According to Dr. Raffy Barrozo, organic agriculture expert, it is best to plant ginger during the rainy season, around April to May. It should be planted two inches deep and in about three months, the thickening of the root will be noticeable, coupled with the plant bearing leaves and flowers.
He added that a week before planting ginger, it is necessary to plow the field and remove all weeds and roots and make sure the soil will not stack water when rain pours.
Afterwards, the planted rhizomes must be irrigated regularly. Ginger thrives best with light and frequent watering. Depending on the frequency of rainfall and the type of soil it is planted in, watering should vary from every four to seven days.
Fungus is the usual pest that attacks ginger plants. It is widely known that similar plants tend to possess the same pathogens, therefore many practice crop rotation to limit the concentration of pests. However, there are crops that ginger does not go well with such as tomatoes, peppers, and eggplant because they tend to have pathogens that can transfer to the ginger.
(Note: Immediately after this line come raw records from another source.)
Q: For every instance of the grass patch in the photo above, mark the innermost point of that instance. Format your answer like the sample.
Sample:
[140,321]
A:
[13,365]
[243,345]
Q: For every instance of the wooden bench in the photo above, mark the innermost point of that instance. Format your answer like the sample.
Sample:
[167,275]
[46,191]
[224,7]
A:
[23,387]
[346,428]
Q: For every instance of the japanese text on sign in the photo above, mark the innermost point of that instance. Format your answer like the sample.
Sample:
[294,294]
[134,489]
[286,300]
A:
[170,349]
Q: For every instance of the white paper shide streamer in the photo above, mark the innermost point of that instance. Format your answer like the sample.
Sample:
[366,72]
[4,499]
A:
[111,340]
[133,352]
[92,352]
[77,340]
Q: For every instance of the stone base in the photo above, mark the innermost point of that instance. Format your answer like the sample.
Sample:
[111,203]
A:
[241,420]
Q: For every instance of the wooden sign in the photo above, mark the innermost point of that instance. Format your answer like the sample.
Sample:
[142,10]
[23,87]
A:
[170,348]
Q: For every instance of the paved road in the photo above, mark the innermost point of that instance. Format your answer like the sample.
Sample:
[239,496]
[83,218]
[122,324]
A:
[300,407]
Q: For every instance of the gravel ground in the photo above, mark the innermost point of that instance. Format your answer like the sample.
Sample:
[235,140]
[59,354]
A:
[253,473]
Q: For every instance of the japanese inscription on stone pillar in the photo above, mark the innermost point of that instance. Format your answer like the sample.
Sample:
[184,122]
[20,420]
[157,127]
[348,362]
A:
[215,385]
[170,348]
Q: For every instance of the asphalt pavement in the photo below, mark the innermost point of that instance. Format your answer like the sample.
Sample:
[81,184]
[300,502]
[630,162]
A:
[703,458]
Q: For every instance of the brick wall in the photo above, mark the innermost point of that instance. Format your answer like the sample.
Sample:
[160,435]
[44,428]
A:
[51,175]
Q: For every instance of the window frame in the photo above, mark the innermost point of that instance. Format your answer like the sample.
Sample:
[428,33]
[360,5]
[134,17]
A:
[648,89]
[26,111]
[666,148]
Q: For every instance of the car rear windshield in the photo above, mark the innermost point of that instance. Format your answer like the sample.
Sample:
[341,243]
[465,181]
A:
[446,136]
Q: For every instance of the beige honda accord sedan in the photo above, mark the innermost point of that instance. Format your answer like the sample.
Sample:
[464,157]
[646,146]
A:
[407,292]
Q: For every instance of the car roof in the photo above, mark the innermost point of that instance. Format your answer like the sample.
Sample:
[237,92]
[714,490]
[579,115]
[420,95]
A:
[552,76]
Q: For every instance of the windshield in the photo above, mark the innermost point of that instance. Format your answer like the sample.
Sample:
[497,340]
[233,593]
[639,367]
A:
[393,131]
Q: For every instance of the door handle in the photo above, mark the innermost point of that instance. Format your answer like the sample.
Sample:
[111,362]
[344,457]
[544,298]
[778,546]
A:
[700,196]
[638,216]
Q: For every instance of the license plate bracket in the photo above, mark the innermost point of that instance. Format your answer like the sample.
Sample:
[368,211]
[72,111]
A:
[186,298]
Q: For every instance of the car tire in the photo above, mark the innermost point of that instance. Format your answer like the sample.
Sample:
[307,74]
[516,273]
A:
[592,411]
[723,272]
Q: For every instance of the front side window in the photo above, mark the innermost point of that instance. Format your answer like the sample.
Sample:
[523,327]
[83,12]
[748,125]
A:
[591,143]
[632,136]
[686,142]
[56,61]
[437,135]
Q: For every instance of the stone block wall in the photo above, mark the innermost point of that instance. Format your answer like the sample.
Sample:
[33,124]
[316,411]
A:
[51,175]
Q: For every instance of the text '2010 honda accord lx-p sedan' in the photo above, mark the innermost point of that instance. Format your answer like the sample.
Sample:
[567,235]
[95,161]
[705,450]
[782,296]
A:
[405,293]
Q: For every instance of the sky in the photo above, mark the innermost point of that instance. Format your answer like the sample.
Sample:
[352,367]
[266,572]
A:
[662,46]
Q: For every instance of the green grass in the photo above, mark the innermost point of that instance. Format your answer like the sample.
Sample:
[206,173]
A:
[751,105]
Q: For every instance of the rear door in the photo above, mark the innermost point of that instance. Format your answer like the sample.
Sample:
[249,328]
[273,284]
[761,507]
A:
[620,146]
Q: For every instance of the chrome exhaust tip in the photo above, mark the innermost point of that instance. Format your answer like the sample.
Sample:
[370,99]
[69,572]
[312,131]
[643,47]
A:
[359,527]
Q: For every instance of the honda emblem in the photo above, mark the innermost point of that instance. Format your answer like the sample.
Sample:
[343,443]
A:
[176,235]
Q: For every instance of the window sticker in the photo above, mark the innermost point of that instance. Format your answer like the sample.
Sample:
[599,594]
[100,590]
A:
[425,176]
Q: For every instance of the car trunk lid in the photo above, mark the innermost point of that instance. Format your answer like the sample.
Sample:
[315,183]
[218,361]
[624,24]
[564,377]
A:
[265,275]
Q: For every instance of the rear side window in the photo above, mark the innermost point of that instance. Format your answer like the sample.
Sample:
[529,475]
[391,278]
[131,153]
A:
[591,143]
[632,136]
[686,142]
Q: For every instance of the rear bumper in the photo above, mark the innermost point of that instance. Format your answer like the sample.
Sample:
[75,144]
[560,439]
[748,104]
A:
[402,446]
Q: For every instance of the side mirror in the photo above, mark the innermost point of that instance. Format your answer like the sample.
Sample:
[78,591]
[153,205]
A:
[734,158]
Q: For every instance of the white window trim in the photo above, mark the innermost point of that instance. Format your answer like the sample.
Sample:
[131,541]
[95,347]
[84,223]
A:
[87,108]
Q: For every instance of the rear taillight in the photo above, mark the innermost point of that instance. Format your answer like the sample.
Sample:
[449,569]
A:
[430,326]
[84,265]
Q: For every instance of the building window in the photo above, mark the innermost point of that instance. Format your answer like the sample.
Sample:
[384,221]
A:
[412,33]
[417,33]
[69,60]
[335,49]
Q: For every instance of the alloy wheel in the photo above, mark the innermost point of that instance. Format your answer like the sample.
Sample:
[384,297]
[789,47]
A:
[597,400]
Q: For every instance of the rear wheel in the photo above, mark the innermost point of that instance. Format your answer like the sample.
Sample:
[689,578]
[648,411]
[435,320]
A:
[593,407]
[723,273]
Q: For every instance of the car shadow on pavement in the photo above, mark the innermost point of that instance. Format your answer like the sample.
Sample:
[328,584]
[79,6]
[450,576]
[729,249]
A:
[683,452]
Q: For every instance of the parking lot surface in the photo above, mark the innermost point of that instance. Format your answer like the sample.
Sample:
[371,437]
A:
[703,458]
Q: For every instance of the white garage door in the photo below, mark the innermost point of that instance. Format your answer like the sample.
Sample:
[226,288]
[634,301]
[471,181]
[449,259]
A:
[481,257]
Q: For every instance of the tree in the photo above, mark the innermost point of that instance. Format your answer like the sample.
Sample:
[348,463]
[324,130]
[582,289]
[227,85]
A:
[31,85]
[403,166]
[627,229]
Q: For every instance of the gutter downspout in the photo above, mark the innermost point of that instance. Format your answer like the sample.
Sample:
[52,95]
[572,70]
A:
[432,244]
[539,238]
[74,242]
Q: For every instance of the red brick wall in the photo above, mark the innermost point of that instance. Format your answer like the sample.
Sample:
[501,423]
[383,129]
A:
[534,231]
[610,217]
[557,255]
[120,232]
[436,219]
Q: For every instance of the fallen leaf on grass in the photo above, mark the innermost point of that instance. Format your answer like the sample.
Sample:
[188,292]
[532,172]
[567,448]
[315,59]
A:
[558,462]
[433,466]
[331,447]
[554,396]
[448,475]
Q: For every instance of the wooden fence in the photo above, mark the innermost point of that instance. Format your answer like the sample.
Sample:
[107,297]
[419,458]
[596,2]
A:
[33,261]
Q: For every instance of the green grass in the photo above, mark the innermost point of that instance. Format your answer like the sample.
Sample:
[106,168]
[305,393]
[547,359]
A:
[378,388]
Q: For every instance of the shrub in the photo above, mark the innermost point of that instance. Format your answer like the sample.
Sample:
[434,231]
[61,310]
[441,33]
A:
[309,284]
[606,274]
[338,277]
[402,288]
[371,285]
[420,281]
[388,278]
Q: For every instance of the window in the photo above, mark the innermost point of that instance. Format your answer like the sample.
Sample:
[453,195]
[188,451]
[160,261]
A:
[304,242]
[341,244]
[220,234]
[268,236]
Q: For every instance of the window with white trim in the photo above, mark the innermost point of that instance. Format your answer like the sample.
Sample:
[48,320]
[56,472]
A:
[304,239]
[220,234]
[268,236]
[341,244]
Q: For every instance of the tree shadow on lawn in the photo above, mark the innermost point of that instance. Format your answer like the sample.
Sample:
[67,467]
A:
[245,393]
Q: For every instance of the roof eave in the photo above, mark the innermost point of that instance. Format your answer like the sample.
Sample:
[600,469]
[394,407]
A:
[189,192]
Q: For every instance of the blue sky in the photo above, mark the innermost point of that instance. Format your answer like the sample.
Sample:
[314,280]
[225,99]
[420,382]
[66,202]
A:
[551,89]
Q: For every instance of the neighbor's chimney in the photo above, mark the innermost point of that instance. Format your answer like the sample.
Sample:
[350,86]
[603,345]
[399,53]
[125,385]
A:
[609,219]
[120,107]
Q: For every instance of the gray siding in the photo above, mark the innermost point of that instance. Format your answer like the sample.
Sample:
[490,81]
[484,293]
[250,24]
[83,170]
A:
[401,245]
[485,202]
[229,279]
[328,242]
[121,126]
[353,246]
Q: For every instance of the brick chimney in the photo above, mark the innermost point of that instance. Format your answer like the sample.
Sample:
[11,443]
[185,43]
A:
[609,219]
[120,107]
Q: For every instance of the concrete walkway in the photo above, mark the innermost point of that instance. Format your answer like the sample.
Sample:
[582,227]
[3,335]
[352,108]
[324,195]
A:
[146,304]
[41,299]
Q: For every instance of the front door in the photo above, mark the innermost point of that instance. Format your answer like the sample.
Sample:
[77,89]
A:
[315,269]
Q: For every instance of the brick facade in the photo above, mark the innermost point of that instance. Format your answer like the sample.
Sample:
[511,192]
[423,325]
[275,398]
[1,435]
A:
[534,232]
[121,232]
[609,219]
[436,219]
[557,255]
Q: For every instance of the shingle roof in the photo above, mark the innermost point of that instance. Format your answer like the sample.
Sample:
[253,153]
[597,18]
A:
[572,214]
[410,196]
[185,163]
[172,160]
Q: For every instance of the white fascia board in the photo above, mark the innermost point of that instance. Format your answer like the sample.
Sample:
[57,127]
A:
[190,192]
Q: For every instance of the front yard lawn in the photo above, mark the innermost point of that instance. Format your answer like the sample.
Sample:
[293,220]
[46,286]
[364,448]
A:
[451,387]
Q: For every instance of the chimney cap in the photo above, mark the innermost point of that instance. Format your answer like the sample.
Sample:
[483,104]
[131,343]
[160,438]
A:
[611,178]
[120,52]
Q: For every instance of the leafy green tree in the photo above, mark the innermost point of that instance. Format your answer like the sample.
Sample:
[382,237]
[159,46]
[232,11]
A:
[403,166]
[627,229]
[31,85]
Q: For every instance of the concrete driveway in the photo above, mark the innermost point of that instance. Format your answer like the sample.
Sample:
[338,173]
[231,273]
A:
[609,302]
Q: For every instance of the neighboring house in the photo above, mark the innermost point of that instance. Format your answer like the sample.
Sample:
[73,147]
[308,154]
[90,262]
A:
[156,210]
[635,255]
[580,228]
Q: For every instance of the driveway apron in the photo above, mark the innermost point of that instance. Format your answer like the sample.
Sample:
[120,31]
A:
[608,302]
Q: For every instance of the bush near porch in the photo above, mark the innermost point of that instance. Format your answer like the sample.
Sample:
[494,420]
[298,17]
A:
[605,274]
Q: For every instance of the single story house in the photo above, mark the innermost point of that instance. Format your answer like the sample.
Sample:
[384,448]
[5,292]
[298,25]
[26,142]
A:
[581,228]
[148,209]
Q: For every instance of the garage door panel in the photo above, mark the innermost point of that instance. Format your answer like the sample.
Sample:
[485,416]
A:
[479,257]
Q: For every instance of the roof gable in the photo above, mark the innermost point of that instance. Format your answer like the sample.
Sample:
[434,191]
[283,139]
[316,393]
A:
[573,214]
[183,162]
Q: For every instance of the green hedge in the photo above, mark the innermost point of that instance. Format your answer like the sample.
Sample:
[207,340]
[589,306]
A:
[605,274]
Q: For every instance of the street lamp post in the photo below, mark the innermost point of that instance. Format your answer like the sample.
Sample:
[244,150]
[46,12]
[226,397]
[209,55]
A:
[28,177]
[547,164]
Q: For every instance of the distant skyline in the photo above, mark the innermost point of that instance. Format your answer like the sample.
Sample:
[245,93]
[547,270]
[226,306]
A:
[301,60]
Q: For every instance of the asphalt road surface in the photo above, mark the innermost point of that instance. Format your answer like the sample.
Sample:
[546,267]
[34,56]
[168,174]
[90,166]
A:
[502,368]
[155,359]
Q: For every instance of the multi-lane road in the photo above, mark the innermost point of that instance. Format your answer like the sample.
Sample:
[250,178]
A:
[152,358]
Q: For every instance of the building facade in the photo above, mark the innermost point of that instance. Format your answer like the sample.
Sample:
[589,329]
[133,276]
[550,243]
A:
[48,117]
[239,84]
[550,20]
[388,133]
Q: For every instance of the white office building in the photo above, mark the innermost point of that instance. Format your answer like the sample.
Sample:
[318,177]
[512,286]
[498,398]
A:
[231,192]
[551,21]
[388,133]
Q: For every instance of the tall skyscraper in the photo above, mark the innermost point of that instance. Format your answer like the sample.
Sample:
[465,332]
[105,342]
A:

It is also important to select proper fertilizers. Ginger plants are best fertilized with a mixture of 5-5-5 depending on how distant each ginger is planted.
When the leaves begin to turn yellow and starts to wilt, the roots are usually ready for harvest. Ginger is harvested by pulling out the entirety of the plant. If you desire a young ginger, harvest time should be eight months after planting. While for those who prefer mature ginger, it takes one year to harvest.
From Dr. Raffy Barrozo’s “Ginger Production” talk at the AANI Agri-Bazaar Cum Agri-Kapihan that was held at the Promenade Lane at the Quezon Memorial Circle in Quezon City on October 18-20.